WHY IS CONTEMPORARY FASHION SO UGLY? 

At the Met Gala in New York, themed as an homage to the late Karl Lagerfeld, celebrities arrived in costumes made with the intention to make them stand out from the crowd. Jeweled man-thongs, ornamented bodysuits, and dresses in the shape of cocoons were not worn for comfort, but for attention.

 

In 2010, Instagram was launched. 

Already before, the fashion image had been more important than the actual garment. 

French philosopher Roland Barthes stated already in the 1960s that, “the magazine is a machine that makes fashion”. 

By this he meant that fashion is different from clothes; it’s a symbolic value, only temporary ascribed to certain garments. The most powerful manifestation of fashion is thus not in garments, but in images. 

Instagram and Tiktok have accelerated the trend of promoting image over object. The two-dimensional representation of a look carries today more cultural weight than the three-dimensional outfit.

When fashion photography was produced exclusively for magazines, this was not so strange: The stylized images would appear, meticulously processed in post-production, on the glossy pages of Vogue, ELLE or Harper’s Bazaar. The work process was hidden from the reader, who knew nothing of the conditions behind putting together a fashion photography.

 

Today, fashion images are no longer produced by editorial teams, but by people working for social media celebrities, including their stylists, as well as the paparazzi taking photos as the influencers enter a party like the Met Gala. 

 

The consequence is that garments, not made for walking but strictly for posing, are exposed in all their ridiculousness, for the world to see as they struggle to walk on the red carpet.

Seeing people attempting to look dignified while wearing something that is made with the sole purpose of going “viral” is to witness in 3D what was intended only to be viewed in 2D. 
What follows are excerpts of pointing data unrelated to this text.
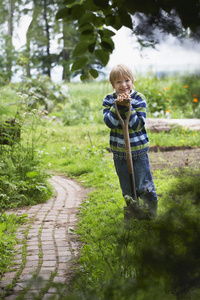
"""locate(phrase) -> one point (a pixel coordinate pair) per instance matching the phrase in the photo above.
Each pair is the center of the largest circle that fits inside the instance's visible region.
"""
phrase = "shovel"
(132, 210)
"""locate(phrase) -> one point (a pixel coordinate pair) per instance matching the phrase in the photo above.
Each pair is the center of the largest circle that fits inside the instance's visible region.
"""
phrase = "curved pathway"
(47, 247)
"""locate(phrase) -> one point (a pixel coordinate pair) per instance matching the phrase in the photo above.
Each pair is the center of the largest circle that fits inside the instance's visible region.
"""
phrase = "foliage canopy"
(147, 19)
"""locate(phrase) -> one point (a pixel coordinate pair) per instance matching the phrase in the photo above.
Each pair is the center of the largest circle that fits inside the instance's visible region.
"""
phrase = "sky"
(169, 56)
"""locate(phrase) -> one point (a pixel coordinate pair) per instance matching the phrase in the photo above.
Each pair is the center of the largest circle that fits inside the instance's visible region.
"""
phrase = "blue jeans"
(145, 187)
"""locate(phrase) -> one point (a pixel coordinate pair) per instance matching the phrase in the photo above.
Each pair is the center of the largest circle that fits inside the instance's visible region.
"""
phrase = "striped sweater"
(138, 136)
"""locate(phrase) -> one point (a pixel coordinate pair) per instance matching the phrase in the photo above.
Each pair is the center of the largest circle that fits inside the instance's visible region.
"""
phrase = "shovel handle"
(128, 149)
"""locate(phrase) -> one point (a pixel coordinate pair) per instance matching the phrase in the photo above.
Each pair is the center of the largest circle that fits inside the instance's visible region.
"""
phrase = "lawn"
(147, 260)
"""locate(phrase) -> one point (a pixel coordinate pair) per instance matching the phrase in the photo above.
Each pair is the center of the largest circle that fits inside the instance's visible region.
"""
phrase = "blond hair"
(120, 71)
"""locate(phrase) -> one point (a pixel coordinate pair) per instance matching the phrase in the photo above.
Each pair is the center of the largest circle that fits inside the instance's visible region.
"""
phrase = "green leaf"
(80, 49)
(79, 63)
(63, 13)
(32, 174)
(86, 18)
(102, 56)
(125, 18)
(94, 73)
(86, 28)
(114, 21)
(84, 77)
(107, 44)
(77, 11)
(106, 32)
(101, 3)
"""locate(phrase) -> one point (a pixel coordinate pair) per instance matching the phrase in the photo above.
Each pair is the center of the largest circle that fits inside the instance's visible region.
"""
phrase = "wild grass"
(74, 141)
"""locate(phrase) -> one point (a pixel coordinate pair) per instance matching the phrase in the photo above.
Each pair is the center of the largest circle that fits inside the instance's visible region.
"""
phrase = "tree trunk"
(9, 45)
(47, 34)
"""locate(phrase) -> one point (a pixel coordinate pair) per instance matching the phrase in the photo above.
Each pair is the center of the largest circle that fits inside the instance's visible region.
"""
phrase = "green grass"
(111, 259)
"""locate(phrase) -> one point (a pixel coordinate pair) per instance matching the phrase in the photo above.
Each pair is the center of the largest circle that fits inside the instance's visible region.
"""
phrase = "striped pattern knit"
(138, 136)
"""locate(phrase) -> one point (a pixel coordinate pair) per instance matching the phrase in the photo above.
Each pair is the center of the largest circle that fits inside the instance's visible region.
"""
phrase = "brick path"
(47, 245)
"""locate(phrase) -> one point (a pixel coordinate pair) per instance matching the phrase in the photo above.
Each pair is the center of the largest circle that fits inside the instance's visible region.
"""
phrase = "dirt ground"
(175, 158)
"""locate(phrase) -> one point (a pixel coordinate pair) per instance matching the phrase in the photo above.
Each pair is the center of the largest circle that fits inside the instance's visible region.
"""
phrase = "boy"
(122, 81)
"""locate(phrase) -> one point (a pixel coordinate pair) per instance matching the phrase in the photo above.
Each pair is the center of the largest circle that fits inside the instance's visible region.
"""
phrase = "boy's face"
(123, 85)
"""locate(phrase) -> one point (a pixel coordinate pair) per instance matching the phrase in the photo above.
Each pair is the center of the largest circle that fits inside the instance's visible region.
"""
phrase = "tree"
(96, 18)
(9, 14)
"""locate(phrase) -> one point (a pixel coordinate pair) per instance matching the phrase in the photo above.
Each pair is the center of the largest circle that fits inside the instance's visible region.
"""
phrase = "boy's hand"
(123, 99)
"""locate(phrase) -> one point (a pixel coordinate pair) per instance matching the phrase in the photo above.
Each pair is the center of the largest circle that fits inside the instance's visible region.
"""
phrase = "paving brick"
(54, 218)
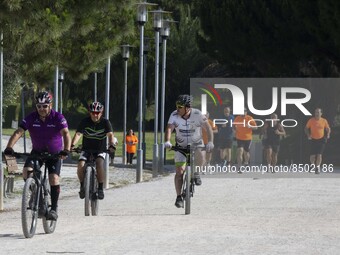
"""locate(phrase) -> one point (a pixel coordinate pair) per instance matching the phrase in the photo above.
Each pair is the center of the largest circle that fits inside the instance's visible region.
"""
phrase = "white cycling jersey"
(188, 131)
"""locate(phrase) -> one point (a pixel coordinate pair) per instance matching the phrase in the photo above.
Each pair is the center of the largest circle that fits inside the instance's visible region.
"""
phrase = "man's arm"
(168, 131)
(210, 133)
(15, 137)
(67, 138)
(76, 138)
(110, 136)
(328, 132)
(307, 132)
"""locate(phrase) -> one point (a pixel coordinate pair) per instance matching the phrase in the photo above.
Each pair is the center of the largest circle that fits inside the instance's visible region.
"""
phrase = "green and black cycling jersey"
(94, 133)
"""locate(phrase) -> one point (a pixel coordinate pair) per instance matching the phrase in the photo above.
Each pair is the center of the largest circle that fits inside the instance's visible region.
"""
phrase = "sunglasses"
(179, 106)
(39, 106)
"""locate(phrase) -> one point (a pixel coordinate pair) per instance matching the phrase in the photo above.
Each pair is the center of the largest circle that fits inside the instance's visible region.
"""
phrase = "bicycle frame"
(90, 185)
(188, 187)
(36, 198)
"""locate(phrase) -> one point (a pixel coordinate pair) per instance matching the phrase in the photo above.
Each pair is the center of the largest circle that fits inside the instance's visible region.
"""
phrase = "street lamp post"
(157, 25)
(61, 79)
(142, 17)
(1, 98)
(56, 93)
(23, 92)
(126, 55)
(95, 87)
(146, 51)
(165, 32)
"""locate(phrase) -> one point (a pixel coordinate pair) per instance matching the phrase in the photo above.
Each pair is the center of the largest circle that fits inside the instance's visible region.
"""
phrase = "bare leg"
(179, 180)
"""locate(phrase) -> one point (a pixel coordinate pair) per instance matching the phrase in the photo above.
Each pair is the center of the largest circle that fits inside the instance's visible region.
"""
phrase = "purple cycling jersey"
(45, 135)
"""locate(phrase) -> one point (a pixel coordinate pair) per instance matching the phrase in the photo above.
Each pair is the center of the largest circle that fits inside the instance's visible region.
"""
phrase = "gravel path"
(229, 216)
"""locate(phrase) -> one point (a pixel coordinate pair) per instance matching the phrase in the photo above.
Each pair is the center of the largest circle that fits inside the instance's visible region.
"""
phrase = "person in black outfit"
(95, 129)
(272, 132)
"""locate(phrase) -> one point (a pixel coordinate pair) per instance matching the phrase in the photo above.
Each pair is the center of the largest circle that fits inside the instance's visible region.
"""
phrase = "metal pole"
(56, 83)
(61, 97)
(144, 107)
(95, 87)
(125, 112)
(155, 136)
(107, 105)
(1, 97)
(23, 114)
(139, 170)
(161, 149)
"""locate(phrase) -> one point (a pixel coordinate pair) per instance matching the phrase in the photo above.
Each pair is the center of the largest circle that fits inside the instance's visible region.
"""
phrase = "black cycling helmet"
(43, 98)
(185, 100)
(96, 107)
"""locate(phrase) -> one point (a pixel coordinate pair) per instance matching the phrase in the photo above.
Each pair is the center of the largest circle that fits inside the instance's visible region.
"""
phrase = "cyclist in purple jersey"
(94, 129)
(49, 133)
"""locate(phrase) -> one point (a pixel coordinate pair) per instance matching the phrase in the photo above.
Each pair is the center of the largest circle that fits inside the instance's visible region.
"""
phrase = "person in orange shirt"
(131, 141)
(244, 126)
(208, 155)
(318, 132)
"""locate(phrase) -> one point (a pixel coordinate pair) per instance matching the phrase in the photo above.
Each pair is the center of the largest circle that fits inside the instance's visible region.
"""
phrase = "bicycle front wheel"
(29, 211)
(187, 190)
(94, 198)
(49, 225)
(87, 186)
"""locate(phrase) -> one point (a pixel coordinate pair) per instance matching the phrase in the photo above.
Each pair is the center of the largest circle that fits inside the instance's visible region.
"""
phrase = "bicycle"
(36, 196)
(90, 182)
(188, 187)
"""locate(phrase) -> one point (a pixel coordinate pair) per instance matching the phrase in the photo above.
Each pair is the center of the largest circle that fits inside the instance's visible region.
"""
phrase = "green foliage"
(78, 37)
(270, 38)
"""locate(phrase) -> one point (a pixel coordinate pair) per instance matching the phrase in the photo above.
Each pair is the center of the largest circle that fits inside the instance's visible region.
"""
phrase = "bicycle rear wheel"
(94, 197)
(187, 186)
(87, 186)
(49, 225)
(29, 211)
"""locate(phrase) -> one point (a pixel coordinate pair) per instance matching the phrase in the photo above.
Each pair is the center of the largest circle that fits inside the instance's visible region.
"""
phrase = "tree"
(77, 37)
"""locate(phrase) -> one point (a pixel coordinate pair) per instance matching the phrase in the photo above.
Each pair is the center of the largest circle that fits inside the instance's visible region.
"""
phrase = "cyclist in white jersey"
(188, 123)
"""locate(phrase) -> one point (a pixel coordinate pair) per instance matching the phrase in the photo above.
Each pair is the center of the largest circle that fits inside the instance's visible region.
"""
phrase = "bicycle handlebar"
(40, 155)
(79, 150)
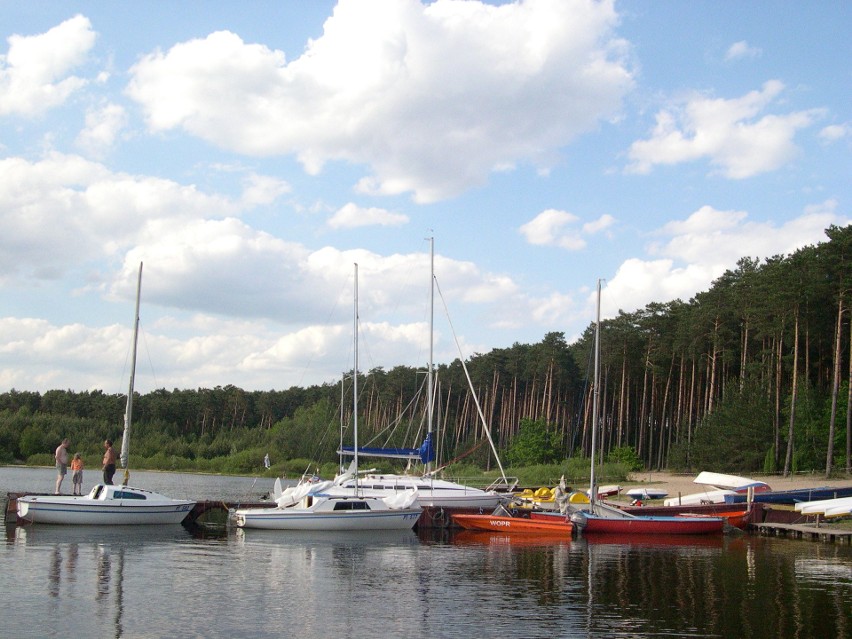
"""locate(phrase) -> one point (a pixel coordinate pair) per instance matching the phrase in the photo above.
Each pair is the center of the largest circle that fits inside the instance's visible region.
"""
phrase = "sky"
(249, 154)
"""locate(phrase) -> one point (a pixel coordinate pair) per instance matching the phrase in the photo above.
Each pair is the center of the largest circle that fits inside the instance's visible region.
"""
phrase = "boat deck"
(216, 512)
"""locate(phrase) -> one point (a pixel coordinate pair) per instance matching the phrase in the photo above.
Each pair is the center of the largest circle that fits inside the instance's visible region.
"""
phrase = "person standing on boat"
(109, 462)
(77, 474)
(61, 457)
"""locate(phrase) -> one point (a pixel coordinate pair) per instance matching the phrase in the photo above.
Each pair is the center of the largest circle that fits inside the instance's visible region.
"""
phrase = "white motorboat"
(107, 504)
(311, 506)
(836, 507)
(318, 510)
(104, 505)
(725, 487)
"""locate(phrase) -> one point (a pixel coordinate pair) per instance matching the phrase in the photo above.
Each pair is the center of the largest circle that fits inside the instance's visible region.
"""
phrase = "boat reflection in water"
(144, 582)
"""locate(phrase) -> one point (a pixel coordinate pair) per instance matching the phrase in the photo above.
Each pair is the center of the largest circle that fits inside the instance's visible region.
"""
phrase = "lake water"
(170, 582)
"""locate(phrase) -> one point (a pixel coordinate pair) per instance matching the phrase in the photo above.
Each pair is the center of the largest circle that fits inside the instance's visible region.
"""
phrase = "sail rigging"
(128, 411)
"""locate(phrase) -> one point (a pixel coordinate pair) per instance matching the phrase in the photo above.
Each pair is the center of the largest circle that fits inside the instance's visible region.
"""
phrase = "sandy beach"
(683, 483)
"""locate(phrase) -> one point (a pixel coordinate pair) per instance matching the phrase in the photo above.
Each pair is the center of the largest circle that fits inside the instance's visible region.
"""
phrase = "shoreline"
(682, 483)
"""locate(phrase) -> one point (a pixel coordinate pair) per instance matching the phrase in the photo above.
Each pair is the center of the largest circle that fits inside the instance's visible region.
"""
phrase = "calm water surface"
(171, 582)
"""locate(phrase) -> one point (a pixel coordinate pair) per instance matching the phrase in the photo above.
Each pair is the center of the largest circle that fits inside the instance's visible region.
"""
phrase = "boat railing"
(503, 485)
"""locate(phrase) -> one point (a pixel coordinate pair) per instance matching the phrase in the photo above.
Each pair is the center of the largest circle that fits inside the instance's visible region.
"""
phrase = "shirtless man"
(109, 462)
(61, 457)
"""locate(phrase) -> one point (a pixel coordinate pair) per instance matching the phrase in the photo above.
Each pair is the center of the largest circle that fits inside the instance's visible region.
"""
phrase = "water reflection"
(106, 582)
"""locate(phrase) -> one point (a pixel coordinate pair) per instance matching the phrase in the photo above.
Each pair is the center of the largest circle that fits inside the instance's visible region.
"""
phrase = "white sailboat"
(431, 491)
(314, 506)
(105, 504)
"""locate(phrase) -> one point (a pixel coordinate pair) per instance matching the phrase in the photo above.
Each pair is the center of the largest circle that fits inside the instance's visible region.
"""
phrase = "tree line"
(752, 374)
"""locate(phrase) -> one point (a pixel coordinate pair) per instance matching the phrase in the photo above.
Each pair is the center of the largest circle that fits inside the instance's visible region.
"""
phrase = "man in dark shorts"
(109, 462)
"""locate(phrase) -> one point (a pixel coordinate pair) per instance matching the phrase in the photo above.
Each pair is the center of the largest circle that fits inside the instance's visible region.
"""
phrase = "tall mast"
(128, 411)
(429, 374)
(593, 490)
(355, 382)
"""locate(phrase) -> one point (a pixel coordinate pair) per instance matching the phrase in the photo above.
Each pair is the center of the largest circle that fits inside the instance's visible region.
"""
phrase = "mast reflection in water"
(165, 582)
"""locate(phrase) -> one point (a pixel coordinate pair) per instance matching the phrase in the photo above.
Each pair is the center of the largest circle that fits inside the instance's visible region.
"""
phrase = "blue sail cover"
(426, 452)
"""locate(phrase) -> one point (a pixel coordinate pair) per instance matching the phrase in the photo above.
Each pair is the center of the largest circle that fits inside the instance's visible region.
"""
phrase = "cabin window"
(351, 505)
(122, 494)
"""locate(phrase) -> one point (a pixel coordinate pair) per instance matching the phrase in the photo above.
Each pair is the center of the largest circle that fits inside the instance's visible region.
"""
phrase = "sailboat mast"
(128, 411)
(595, 394)
(355, 383)
(430, 372)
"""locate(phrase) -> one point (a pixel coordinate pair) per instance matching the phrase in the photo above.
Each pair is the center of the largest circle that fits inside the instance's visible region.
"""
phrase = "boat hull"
(796, 495)
(305, 519)
(430, 493)
(686, 525)
(521, 525)
(85, 511)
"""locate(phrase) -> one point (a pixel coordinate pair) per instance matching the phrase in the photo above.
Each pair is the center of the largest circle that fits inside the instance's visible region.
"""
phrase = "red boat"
(510, 524)
(589, 523)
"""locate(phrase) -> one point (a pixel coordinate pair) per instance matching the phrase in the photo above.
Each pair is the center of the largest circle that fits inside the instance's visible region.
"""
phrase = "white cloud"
(263, 189)
(834, 132)
(34, 74)
(729, 133)
(64, 211)
(742, 49)
(351, 215)
(555, 228)
(102, 128)
(697, 250)
(431, 98)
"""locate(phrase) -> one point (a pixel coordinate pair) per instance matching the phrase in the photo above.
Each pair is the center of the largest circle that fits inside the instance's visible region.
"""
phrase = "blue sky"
(249, 153)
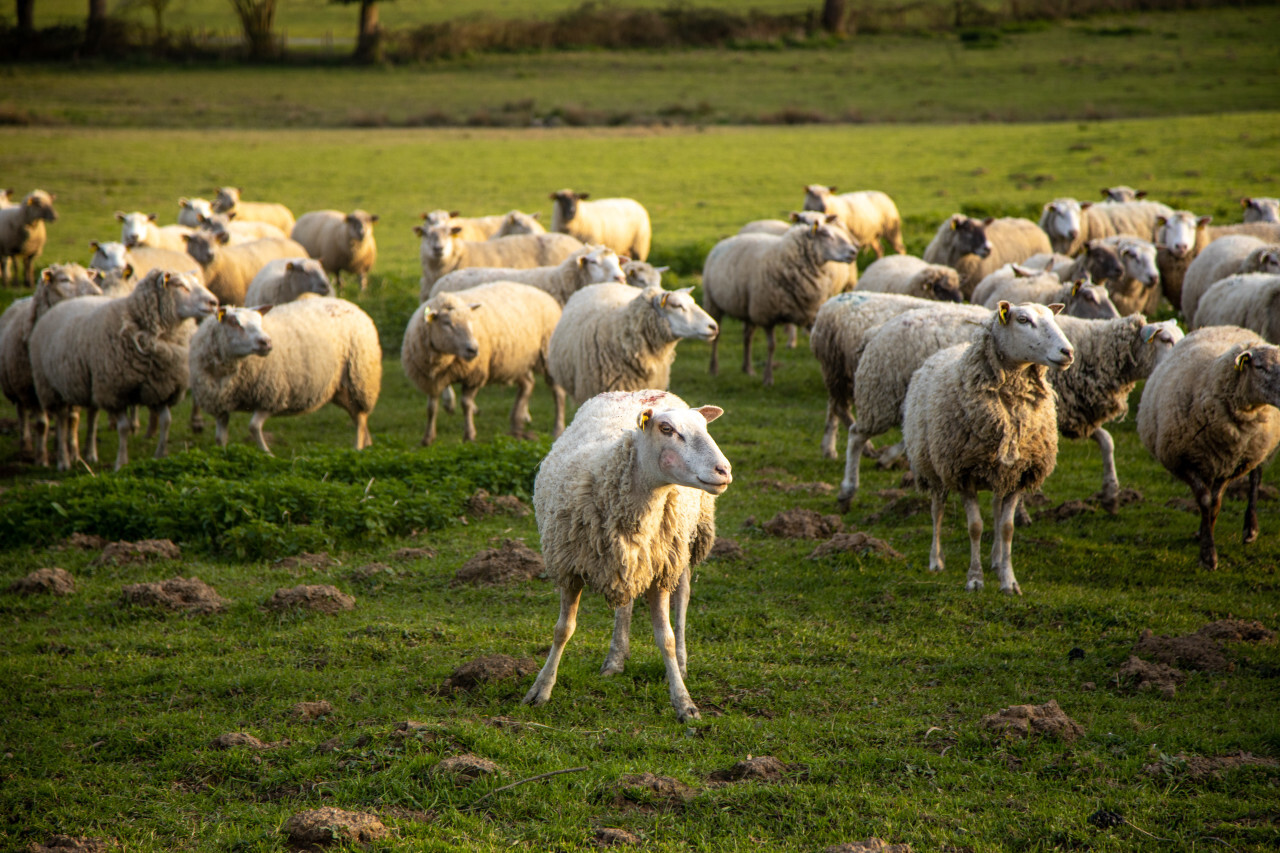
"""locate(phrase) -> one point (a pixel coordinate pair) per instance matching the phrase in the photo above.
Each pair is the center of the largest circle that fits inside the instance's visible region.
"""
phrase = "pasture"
(865, 675)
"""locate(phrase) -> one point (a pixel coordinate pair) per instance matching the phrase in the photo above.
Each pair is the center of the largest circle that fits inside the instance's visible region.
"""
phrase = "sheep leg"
(973, 512)
(620, 646)
(542, 689)
(659, 611)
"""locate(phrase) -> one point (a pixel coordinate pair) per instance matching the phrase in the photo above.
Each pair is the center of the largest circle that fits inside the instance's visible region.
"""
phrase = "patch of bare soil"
(511, 564)
(1137, 674)
(190, 594)
(123, 553)
(487, 670)
(323, 598)
(56, 582)
(1024, 720)
(858, 543)
(803, 524)
(328, 825)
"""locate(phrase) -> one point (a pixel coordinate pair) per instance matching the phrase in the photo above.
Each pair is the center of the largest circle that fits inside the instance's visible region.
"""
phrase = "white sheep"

This is what makes fashion appear so irrelevant these days; it has become all about people trying too hard to get the attention of the audience. 

Fashion has always been about the surface. 

But if fashion before digitalization had an air of dignity, today’s constant need to document everything, and to move fashion shoots from photo studios to the red carpet, has changed the aesthetics of things, making fashion appear mundane, even though the garments are stranger than ever. 

Fashion is no longer about making someone look more beautiful, but about attracting attention by wearing something meant to surprise, even shock. 

It’s no longer about design, but about being looked at.

And this is what makes contemporary fashion not only ugly, but worse than that, it makes it boring.